Pubblicato da: troppitrippi | giugno 16, 2008

si può imparare l’oceano?

Io non ho paura del mare. Eppure, sebbene sia anche il mio sogno (come del resto quello di ogni marinaio degno di questo nome), non potrei avventurarmi alla volta dello sconfinato oceano mare. Non da sola sicuramente. Di certo neanche con qualcuno che, pur abile navigatore del Mare Nostrum, non lo abbia già affrontato almeno un paio di volte, sulle rotte dei venti portanti e sulle rotte che corrono alle latitudini più alte, con i venti contrari.

E mi chiedo, ma come si fa a imparare l’oceano? Come si fa ad affrontarne per la prima volta il respiro infinito? L’oceano non è mai “calmo”, è una enorme massa in movimento, è una cosa viva e potente. Provate ad affacciarvi su una scogliera a picco sull’oceano in una giornata di calma di vento, e magari scegliete un posto di quelli che vi fanno immaginare di essere sul limes estremo (Cabo de Sao Vicente in Algarve, Land’s end in Cornovaglia). Anche in questi momenti di apparente quiete, anche se la superficie dell’acqua è immobile, riesci a sentire l’oceano e la sua forza sconfinata.
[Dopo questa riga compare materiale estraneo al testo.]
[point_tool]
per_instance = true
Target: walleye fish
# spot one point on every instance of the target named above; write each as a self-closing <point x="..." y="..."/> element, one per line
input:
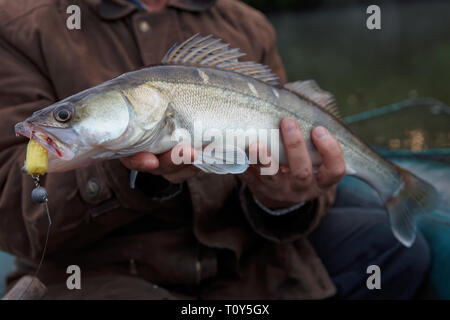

E allora, come si fa ad imparare l’oceano?

Forse è che anche io sono permeata di questa attitudine tutta contemporanea a proceduralizzare, medicalizzare, riportare tutto a formule note. Oggi per fare qualunque cosa devi seguire un corso: non è pensabile che tu affronti una esperienza senza che nessuno (il quale in genere non è un esperto della cosa ma un esperto formatore !!) ti abbia insegnato come farlo.

Non credo che Colombo, Vespucci o Magellano abbiano seguito un corso tipo “grandi navigatori si diventa” o roba del genere. Immagino che abbiano sentito il richiamo e semplicemente mollato gli ormeggi. Così come, leggendo uno splendido volume sulla storia dello yachting e degli yacht, apprendo che attraversare l’oceano per aristocratiche sfide veliche era una cosa normalissima all’inizio del secolo, quando gli americani sbarcavano a Cowes per la settimana velica, o gli inglesi ricambiavano la cortesia veleggiando alla volta del new england.

Oggi sembra una impresa. Una sfida comunque epica. Mi chiedo come può essere l’attimo in cui – citando a sproposito Erri De Luca – stacchi l’ombra da terra e abbandoni orizzonti a te familiari.

Cosa si prova quando ci si abbandona all’oceano…

Ecco ho lanciato una bottiglia in mezzo al mare. Chissà se qualcuno la raccoglierà mai per raccontarmi come è stata la sua prima volta… come si è preparato… se lo ha fatto con impavida determinazione o con noncurante incoscienza…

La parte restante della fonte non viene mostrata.